Título: "He visto la vida"

Original en audio: 27 min. 54 seg.


Dentro del contexto de la Octava de Navidad, recordamos con gratitud, con alegría y con alabanza al Apóstol y Evangelista San Juan.

La razón de nuestro gozo es que, precisamente, este Evangelista fue escogido por Cristo, e inspirado por el Espíritu Santo, para conducirnos, casi tan adentro como es posible, en el misterio del origen de Jesucristo.

Y por eso, si la Navidad es una mirada al comienzo de Jesucristo, podemos decir que la más profunda Navidad es la que nos ofrece San Juan, porque nos lleva no sólo al nacimiento en nuestra carne mortal del Hijo de Dios, sino en cierto modo, al origen de Ése que ha nacido en nuestra carne.

San Juan fue el encargado, y el robustecido, y el inspirado por el Espíritu Santo para llevar a la Iglesia, de la Natividad terrena a la Natividad celestial de Cristo, porque en Cristo hay un doble nacimiento.

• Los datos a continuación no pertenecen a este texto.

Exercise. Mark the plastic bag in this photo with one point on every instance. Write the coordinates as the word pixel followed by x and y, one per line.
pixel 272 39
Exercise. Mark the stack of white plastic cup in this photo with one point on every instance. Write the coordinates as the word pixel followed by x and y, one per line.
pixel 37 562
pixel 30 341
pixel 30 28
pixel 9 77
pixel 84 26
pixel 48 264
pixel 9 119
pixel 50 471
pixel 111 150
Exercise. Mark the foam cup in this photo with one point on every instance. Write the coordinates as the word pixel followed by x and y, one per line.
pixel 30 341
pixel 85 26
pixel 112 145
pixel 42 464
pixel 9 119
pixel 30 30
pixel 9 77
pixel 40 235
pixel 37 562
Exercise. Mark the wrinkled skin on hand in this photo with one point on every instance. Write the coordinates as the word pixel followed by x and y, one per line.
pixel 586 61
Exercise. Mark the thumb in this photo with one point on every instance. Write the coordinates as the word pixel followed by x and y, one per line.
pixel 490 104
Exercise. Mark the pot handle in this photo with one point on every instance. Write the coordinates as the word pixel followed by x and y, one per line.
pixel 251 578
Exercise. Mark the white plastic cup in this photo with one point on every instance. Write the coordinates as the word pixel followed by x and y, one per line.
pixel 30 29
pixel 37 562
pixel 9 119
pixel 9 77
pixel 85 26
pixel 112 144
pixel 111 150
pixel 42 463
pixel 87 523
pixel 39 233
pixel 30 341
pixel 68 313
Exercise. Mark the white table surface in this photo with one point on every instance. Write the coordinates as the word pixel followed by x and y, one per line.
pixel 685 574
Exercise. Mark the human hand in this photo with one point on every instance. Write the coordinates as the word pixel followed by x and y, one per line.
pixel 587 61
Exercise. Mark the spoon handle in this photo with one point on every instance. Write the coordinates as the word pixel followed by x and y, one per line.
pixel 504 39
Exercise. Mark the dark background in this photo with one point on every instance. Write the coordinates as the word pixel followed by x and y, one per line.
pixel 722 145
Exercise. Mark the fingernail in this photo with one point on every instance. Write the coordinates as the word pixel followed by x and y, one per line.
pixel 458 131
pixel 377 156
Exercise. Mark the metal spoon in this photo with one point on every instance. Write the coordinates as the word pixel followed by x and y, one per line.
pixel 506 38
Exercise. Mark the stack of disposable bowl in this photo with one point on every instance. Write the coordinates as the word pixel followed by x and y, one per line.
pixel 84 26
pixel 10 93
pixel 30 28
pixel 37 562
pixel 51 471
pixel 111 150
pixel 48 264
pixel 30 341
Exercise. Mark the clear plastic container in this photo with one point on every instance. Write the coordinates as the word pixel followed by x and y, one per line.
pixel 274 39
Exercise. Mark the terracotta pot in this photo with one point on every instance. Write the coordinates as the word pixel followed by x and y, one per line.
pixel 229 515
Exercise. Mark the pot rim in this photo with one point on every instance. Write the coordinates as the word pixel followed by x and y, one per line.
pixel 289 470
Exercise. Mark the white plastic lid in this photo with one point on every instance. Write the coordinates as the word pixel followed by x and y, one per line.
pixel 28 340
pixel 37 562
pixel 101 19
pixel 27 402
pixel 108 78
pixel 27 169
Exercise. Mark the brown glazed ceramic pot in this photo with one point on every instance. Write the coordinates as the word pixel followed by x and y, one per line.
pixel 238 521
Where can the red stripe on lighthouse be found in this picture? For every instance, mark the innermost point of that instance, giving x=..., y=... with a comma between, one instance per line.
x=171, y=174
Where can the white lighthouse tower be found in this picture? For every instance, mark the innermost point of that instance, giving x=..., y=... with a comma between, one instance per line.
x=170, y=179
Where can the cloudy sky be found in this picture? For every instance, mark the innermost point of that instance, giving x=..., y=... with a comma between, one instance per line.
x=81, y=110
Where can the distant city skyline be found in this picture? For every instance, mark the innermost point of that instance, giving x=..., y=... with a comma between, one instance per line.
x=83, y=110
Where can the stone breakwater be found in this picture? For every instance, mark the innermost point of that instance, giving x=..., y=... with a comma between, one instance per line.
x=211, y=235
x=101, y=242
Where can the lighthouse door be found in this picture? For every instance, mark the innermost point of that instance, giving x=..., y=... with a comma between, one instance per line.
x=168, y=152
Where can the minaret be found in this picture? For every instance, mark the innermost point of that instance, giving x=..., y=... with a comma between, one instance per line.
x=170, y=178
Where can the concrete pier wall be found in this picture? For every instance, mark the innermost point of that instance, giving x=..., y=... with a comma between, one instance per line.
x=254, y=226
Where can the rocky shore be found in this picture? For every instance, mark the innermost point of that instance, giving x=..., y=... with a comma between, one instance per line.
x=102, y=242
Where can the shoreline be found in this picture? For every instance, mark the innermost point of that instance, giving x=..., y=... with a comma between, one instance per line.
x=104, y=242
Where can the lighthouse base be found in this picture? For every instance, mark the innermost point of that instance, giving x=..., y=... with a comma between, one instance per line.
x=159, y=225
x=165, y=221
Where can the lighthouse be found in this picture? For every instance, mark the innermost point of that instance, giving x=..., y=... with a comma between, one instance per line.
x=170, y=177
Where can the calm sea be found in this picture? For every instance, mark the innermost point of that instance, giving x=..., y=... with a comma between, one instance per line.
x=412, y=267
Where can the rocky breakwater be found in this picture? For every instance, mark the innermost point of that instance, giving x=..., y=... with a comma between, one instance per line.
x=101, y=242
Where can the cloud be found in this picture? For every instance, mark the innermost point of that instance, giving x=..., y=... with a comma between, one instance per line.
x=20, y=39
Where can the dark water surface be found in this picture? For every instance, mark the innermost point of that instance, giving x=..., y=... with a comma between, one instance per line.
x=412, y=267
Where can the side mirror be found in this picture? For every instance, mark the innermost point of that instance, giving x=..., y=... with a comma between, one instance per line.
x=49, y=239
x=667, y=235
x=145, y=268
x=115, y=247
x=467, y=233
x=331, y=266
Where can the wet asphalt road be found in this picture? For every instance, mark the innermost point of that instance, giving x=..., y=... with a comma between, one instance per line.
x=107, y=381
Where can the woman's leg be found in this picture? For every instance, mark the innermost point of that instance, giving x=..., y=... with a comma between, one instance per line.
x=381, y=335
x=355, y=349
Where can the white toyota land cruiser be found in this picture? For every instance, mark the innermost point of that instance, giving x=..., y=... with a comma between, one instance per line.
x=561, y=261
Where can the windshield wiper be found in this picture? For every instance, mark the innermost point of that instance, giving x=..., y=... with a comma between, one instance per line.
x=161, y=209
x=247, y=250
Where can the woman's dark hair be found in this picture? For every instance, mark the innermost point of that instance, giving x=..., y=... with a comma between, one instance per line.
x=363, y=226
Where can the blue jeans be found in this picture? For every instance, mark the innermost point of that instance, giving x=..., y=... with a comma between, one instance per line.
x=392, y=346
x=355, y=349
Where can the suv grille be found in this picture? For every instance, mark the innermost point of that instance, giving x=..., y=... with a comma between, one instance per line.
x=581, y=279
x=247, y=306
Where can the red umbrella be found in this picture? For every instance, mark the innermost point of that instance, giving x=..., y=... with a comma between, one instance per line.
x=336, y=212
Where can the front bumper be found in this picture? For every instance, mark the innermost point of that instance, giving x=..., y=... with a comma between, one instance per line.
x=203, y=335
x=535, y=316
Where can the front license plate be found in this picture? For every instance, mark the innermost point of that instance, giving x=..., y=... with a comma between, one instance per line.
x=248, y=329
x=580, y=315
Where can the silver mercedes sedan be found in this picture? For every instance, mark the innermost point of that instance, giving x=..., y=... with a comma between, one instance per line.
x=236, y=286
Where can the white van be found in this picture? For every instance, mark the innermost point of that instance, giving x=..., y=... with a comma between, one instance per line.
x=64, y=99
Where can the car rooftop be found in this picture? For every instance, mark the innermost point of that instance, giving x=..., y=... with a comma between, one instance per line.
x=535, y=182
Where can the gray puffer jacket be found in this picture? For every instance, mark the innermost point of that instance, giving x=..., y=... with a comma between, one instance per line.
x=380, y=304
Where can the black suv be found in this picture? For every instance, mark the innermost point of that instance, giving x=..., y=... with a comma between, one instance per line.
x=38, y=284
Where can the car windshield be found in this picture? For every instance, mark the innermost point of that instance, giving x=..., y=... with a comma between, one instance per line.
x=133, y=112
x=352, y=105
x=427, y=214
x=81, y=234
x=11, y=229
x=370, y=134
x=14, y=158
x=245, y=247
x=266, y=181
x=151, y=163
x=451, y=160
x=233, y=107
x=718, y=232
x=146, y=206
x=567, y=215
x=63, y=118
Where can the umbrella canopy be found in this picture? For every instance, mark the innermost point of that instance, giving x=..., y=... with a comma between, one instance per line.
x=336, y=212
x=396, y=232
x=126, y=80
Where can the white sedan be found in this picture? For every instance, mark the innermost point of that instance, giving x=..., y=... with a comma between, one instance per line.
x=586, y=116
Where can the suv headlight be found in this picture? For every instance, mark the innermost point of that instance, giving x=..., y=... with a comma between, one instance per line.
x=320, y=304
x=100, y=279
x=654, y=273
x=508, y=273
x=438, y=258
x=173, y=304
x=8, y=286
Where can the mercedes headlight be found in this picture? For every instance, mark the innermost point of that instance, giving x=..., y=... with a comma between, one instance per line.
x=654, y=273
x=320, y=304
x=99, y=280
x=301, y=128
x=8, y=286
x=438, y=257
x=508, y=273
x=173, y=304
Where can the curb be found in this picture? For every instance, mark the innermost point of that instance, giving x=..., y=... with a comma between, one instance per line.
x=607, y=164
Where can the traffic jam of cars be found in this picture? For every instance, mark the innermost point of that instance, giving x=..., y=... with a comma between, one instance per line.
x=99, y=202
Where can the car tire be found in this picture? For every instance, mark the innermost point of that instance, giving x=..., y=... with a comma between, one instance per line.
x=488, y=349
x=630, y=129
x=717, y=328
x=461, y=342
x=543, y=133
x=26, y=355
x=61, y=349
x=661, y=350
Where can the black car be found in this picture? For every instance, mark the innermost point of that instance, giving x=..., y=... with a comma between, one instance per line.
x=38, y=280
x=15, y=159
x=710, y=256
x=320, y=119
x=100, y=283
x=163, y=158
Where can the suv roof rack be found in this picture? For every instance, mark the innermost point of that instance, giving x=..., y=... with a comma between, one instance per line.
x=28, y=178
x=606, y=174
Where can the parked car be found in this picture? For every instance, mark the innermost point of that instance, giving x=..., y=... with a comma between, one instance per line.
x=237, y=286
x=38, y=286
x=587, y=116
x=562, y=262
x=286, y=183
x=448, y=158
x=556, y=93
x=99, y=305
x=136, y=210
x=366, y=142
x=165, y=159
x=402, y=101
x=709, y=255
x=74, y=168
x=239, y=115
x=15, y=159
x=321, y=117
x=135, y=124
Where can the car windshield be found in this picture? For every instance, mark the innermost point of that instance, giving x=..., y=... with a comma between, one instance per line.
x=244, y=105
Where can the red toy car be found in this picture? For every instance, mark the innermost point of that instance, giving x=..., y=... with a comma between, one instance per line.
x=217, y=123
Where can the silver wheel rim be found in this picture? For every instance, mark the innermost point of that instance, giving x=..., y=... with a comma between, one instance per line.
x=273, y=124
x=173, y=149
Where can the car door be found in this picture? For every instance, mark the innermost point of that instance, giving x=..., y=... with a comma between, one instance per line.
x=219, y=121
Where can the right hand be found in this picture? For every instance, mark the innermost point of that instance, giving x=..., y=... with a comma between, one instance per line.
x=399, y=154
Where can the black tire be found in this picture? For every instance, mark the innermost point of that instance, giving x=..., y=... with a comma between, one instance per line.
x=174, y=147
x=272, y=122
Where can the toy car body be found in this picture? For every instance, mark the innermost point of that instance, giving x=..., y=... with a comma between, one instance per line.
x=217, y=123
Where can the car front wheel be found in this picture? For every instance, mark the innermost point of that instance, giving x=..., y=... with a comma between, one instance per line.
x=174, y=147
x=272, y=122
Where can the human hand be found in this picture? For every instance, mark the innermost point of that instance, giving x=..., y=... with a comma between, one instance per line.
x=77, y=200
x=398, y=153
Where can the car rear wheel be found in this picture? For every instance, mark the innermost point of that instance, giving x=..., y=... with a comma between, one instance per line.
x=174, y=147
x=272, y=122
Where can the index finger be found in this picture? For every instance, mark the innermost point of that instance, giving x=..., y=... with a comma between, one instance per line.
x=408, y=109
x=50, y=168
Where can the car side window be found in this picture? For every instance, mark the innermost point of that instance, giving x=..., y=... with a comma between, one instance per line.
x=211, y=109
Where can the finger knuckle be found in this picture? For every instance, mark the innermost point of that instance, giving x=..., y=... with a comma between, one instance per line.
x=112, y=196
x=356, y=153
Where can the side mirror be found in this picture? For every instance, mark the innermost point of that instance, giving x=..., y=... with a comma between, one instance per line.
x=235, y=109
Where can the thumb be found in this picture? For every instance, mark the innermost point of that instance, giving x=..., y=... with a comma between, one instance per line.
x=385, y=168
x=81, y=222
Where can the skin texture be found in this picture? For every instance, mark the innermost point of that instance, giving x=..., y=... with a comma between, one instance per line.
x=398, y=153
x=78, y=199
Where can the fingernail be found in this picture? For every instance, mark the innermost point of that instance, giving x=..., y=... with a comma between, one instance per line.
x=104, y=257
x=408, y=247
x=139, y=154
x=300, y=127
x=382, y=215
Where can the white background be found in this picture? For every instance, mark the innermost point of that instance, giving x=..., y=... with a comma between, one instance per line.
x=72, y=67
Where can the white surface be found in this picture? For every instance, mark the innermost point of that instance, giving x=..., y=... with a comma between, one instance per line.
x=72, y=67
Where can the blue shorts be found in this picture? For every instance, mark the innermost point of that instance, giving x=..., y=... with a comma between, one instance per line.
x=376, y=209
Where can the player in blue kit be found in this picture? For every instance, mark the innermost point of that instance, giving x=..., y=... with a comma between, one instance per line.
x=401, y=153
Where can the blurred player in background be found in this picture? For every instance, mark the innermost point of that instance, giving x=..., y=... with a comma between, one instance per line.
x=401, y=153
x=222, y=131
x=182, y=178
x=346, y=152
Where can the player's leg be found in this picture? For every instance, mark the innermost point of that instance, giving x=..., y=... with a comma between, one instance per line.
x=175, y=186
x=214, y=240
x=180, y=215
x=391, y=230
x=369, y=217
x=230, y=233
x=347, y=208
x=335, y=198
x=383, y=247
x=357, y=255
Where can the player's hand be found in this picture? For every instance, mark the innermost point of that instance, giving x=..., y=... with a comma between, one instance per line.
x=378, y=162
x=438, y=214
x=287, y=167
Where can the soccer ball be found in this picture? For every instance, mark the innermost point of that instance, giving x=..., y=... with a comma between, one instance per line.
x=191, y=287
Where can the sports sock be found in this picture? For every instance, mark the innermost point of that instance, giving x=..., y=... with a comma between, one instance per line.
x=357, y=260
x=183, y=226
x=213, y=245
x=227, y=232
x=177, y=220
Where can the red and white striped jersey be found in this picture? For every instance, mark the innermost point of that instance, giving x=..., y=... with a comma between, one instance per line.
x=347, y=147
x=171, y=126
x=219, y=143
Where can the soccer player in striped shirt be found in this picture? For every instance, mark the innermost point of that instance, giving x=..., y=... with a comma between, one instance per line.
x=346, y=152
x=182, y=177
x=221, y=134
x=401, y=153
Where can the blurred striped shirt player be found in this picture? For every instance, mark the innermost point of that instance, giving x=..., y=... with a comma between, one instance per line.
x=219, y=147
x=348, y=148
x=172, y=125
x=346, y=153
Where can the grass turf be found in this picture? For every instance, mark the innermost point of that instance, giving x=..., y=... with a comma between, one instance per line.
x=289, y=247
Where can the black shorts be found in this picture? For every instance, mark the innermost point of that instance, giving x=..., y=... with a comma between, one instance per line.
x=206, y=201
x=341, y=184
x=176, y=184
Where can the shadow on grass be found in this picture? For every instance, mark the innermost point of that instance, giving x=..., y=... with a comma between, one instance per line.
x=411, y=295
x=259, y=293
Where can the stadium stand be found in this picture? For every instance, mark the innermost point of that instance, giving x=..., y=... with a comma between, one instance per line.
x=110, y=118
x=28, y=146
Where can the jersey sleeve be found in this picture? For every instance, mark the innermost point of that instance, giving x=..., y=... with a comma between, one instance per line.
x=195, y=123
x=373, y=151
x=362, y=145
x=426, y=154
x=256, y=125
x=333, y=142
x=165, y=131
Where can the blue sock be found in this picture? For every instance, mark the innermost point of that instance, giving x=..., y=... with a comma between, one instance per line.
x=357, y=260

Antes de todos los siglos, en la eternidad, de un modo arcano, incomprensible, pero real, más real que toda la creación, ha sido engendrado del Padre. Ese es el nacimiento fundamental de Jesucristo, del cual tenemos algún rastro en ese nacimiento terreno que estamos celebrando en estas fechas, por eso queda muy bien esta liturgia de alabanza por las obras de Dios en San Juan Evangelista.

Porque ha sido él el que mejor ha penetrado el misterio del nacimiento de Jesucristo hasta llegar, como he dicho, más allá del nacimiento terreno, incluso, hasta el origen celestial y eterno del Hijo de Dios, a quien él llama "Logos", "Palabra", "Verbo", "Revelación".

En cierto sentido, como lo expresa la Carta a los Hebreos: “La impronta de su ser”, Carta a los Hebreos 1,3, o como dice la Carta a los Colosenses: “La imagen de Dios invisible” Carta a los Colosenses 1,15.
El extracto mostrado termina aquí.